What permissions should web files have in Linux?
Web files should be 644 (rw-r--r--) and directories should be 755 (rwxr-xr-x). This lets the web server read files without allowing other users to modify them.
What is the difference between chmod octal and symbolic mode?
Octal mode uses numbers: chmod 644 file. Symbolic mode uses letters: chmod u+x file. Octal is faster for setting exact permissions. Symbolic is better for adding or removing specific bits without changing others.

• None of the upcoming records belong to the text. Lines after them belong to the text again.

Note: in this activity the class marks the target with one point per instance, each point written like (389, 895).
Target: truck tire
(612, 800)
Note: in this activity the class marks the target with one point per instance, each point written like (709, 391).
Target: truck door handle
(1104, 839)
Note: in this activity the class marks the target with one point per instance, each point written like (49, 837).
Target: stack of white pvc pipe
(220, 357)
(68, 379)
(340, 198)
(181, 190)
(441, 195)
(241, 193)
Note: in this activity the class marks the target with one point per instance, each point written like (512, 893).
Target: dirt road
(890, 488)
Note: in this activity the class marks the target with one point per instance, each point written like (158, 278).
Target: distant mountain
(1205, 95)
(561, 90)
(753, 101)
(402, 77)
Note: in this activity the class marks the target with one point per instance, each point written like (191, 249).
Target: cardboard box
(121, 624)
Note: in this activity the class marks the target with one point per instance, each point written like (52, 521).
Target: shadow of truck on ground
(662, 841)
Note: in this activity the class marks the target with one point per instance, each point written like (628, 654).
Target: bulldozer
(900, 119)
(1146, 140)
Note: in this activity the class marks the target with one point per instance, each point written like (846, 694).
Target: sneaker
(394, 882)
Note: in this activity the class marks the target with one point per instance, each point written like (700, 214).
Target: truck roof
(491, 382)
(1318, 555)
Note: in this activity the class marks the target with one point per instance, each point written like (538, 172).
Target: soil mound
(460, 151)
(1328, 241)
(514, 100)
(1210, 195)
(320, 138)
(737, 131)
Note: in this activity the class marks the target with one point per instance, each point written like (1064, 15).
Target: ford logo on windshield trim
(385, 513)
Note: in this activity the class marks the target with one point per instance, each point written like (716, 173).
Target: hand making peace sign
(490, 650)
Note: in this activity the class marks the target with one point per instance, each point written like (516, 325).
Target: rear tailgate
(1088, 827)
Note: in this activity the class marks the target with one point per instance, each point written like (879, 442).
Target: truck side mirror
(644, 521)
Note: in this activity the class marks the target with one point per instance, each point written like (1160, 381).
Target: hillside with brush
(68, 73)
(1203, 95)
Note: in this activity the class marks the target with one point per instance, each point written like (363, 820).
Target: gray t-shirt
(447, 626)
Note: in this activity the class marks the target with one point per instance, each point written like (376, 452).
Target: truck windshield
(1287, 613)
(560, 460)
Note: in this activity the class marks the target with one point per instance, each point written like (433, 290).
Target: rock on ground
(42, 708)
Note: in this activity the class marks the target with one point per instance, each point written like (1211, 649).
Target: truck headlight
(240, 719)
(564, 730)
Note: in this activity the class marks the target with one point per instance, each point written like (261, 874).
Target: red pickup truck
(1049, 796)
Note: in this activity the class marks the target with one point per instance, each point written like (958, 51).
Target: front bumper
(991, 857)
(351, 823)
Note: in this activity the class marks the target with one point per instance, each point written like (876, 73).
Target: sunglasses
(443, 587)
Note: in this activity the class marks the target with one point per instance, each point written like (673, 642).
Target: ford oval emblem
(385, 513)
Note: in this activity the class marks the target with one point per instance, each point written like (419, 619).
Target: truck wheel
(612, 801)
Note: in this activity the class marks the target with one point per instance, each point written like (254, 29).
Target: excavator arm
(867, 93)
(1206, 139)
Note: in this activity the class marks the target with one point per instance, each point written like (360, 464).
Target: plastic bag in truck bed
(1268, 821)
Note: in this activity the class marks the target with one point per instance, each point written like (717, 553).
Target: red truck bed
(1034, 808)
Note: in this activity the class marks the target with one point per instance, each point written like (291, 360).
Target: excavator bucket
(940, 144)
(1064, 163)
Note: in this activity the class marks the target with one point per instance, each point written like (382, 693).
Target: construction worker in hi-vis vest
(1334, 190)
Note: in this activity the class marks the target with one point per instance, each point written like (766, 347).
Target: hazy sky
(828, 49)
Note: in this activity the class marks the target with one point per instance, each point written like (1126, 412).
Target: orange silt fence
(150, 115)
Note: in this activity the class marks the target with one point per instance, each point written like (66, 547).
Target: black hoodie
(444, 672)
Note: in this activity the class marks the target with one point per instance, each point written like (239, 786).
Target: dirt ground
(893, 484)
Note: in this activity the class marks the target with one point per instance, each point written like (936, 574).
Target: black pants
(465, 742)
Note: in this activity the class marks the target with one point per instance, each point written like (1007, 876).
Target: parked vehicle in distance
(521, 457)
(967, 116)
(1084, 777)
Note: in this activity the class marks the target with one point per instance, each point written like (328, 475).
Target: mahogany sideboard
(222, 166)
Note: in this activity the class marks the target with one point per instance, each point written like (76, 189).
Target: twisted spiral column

How do I find all world-writable files on my Linux server?
Run: find / -perm 777 -type f 2>/dev/null. This searches the entire filesystem for files that anyone can read, write, and execute. Pipe to a file for a report: find / -perm 777 -type f 2>/dev/null > audit.txt
What permissions should SSH private keys have?
SSH private keys must be chmod 600 (rw-------). If permissions are too open, SSH will refuse to use the key and show a warning: WARNING: UNPROTECTED PRIVATE KEY FILE!